Guide to Introspection with Forge¶

This guide will show how to introspect on the many properties of the model with Forge's intermediate representation, the forge.RelayModule. There are many useful properties of Forge's RelayModule that can aid the engineer, scientist, or developer.

Load a Model

Following the guide on loading let's load a model into Forge's IR.

RelayONNX

import forge
import onnx

onnx_model = onnx.load("path/to/model.onnx")
ir = forge.RelayModule.from_onnx(onnx_model)

import forge
import onnx

onnx_model = onnx.load("path/to/model.onnx")
ir = forge.ONNXModule(onnx_model)

Modules in Forge¶

Forge supports two primary backend intermediate representations (IRs): Relay and ONNX. Relay, from the TVM project, is a flexible, framework-agnostic IR designed for optimizing and compiling deep learning models. ONNX (Open Neural Network Exchange) is a widely adopted standard for representing machine learning models across different frameworks. Forge provides dedicated modules—forge.RelayModule and forge.ONNXModule—to work seamlessly with both IRs, allowing users to introspect, manipulate, and compile models regardless of their original format.

What is a RelayModule?¶

The forge.RelayModule is Forge's intermediate representation module. It is a framework-agnostic representation of the model that provides the compiler a generalized and standardized abstraction that captures the algorithm of the model. It describes what the algorithm is, and not how a device ought to execute the algorithm. Because Forge is built atop the open-source TVM project, we adopt their intermediate representation language, Relay - TVM's Intermediate Representation. Forge extends TVM by providing a graph backend and a refined API.

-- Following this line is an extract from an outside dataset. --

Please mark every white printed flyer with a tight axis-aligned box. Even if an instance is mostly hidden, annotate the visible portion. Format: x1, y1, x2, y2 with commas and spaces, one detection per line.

Distinction Between Forge and Relay

One should note that there is a distinction between the 'Forge RelayModule' and the 'Relay RelayModule'. The Forge RelayModule is an object that wraps the Relay RelayModule, TVM's native intermediate representation. The Forge RelayModule aims to provide a one-to-one parallel to the underlying Relay RelayModule.

What is an ONNXModule?¶

The forge.ONNXModule is Forge's intermediate representation module for ONNX models. ONNX (Open Neural Network Exchange) is an open standard for representing machine learning models, enabling interoperability between different frameworks. The forge.ONNXModule provides a standardized, framework-agnostic abstraction of the model, capturing its computational graph and metadata. This allows Forge to introspect, manipulate, and optimize ONNX models using a unified API, regardless of their original source. Forge extends the capabilities of ONNX and ONNX Runtime by offering a refined API and integration with its graph backend for further analysis and optimization.

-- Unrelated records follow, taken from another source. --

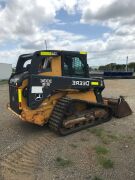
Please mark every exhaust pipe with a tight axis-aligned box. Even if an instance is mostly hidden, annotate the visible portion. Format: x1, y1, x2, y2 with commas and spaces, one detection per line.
104, 96, 132, 118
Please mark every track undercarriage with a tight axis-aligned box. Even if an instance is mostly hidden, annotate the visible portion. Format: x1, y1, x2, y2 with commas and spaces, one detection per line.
48, 97, 112, 135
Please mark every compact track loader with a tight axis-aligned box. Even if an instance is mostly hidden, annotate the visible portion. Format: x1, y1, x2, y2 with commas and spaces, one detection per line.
8, 50, 132, 135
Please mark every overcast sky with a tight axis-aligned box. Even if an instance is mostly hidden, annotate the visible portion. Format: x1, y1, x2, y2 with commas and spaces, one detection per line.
0, 0, 135, 66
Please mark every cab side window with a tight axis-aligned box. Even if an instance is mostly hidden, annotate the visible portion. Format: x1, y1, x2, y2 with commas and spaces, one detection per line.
38, 57, 52, 72
72, 57, 84, 75
63, 56, 86, 77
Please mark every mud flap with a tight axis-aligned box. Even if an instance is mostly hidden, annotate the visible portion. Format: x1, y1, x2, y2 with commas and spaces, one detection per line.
105, 96, 132, 118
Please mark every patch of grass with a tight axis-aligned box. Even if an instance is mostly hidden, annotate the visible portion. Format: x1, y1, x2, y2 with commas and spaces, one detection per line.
70, 144, 77, 148
92, 176, 102, 180
107, 134, 119, 141
80, 137, 88, 141
98, 156, 114, 169
94, 145, 109, 155
56, 157, 72, 167
0, 80, 8, 85
88, 128, 104, 137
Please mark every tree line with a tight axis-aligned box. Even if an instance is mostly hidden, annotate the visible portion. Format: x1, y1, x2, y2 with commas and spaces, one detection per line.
97, 62, 135, 72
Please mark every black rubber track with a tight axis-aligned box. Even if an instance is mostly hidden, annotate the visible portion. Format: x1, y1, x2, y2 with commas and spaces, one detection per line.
48, 97, 113, 136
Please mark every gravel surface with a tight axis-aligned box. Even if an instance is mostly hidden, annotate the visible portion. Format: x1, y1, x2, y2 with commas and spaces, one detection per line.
0, 79, 135, 180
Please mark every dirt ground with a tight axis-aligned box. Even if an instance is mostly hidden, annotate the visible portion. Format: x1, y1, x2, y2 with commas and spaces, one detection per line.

Distinction Between Forge and ONNX

The 'Forge ONNXModule' is a wrapper around the native ONNX model object. While the ONNX model defines the structure and parameters of the neural network, the Forge ONNXModule provides additional utilities and a consistent interface for working with ONNX models within the Forge ecosystem. It also wraps around ONNX Runtime to provide simplified calibration and quantization APIs, making it easier to optimize and deploy ONNX models.

Properties of an Module¶

The readable properties of a forge.RelayModule and forge.ONNXModule.

See the Intermediate Representation¶

The Relay RelayModule can be referenced with the class's mod and typed_mod properties. In a notebook cell, these calls will display the Relay graph as text. Don't be concerned with understanding all the details of the output for now.

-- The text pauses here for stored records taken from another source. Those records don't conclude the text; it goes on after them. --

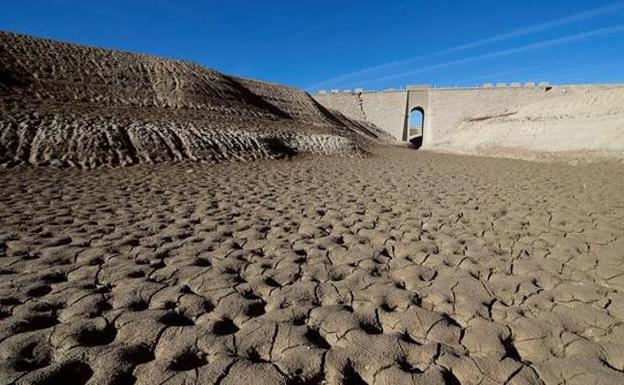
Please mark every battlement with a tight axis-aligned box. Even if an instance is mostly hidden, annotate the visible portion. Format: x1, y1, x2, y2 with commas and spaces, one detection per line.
316, 81, 552, 95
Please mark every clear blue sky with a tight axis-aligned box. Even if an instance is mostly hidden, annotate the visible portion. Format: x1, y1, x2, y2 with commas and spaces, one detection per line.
0, 0, 624, 91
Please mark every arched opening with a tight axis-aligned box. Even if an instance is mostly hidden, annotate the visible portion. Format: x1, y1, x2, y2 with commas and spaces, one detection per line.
407, 107, 425, 148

ir.mod  # Relay RelayModule
ir.typed_mod  # Relay RelayModule w/ static-typing

Similarly, you can display the ONNX graph using the module's mod property:

ir.mod  # ONNX ModelProto

This will show the underlying ONNX graph structure, allowing you to inspect the model's computational graph and metadata directly.

See the Operators (only for RelayModule)¶

It's simple to get a count of all the distinct operators within a model.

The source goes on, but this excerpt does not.